Oberhessische Presse: Studenten fordern, Verbindungen aufzulösen

Marburg. Mit einem zweistündigen Marsch durch die Marburger Innenstadt äußerten rund 200 Demonstranten am Samstag ihren Unmut zum „Marburger Diskurs“, einer Veranstaltung der Burschenschaft Germania.
von Katharina Kaufmann

Mit Fahnen und Transparenten zogen am Samstagmittag rund 200 Demonstranten unter strenger Polizeibewachung durch die Marburger Innenstadt. Sie zeigten damit ihre Abneigung gegen den ?Marburger Diskurs?, eine Veranstaltung der Burschenschaft Germania. (Foto: Katharina Kaufmann)(Foto: Katharina Kaufmann)

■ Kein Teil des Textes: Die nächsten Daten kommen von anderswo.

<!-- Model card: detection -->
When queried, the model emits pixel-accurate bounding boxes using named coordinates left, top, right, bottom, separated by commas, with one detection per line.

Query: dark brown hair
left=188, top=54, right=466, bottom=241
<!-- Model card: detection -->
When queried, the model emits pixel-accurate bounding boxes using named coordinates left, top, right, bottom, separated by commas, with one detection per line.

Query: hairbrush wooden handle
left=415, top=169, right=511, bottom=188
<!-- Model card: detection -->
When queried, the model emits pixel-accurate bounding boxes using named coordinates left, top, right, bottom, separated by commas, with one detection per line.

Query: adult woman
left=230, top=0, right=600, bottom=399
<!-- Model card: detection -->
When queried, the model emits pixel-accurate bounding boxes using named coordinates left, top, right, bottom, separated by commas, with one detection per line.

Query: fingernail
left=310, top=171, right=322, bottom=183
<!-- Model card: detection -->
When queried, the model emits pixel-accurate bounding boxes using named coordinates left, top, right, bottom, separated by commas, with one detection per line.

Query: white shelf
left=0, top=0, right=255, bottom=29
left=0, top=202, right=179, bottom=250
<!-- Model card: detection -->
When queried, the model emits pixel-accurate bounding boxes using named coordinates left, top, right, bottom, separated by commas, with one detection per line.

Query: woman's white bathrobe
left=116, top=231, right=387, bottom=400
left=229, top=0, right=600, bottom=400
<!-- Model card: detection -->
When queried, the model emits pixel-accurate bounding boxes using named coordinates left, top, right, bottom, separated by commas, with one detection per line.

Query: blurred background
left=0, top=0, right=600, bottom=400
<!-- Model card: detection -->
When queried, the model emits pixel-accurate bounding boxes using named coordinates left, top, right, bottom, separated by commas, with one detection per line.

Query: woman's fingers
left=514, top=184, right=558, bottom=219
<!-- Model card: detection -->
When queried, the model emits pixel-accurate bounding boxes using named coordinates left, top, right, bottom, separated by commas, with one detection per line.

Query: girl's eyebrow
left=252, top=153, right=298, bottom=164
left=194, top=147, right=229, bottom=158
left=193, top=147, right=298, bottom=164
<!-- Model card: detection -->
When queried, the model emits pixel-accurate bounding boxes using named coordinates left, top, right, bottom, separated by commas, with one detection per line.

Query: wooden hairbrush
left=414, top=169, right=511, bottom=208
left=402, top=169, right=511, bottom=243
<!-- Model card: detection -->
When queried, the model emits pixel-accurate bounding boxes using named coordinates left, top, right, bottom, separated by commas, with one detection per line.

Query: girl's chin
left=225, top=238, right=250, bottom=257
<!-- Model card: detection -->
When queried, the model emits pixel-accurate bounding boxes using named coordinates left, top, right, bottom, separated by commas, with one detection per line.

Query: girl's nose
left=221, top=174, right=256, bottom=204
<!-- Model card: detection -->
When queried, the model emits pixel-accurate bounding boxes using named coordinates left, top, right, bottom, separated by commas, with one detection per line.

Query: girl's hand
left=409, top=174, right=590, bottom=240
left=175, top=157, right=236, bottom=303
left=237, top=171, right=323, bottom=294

„Trinkt Burschen, trinkt und macht uns den Haider“, „Diskurs is nich“ und das Zitat von Kurt Tucholsky „Verbindungen sind ein Haufen verhetzter, irregeleiteter, mäßig gebildeter, versoffener und farbentragender junger Deutscher“ zierten die Plakate der rund 200 Demonstraten der antifaschistischen Gruppen aus Marburg, die am Samstag durch die Innenstadt zogen.

Anlass für den Protest der Jugendlichen und Studenten war eine Veranstaltung der Burschenschaft Germania. Diese hatte zum „Marburger Diskurs“ geladen, nach Ansicht der Demonstranten eine Veranstaltung bei der versucht wird, eine Brücke zwischen Konservatismus und extremer Rechten zu schlagen.

Thema des diesjährigen „Marburger Diskurses“ war die Revolte von 1968. Als Referenten traten dazu am Samstag der Ex-Mann von RAF-Terroristin Ulrike Meinhof, Klaus Rainer Röhl, der Jurist und frühere Wissenschaftspolitiker, Georg Turner, und der Schriftsteller und ehemalige Politiker der Deutschen Kommunistischen Partei (DKP), Peter Schütt, ans Rednerpult.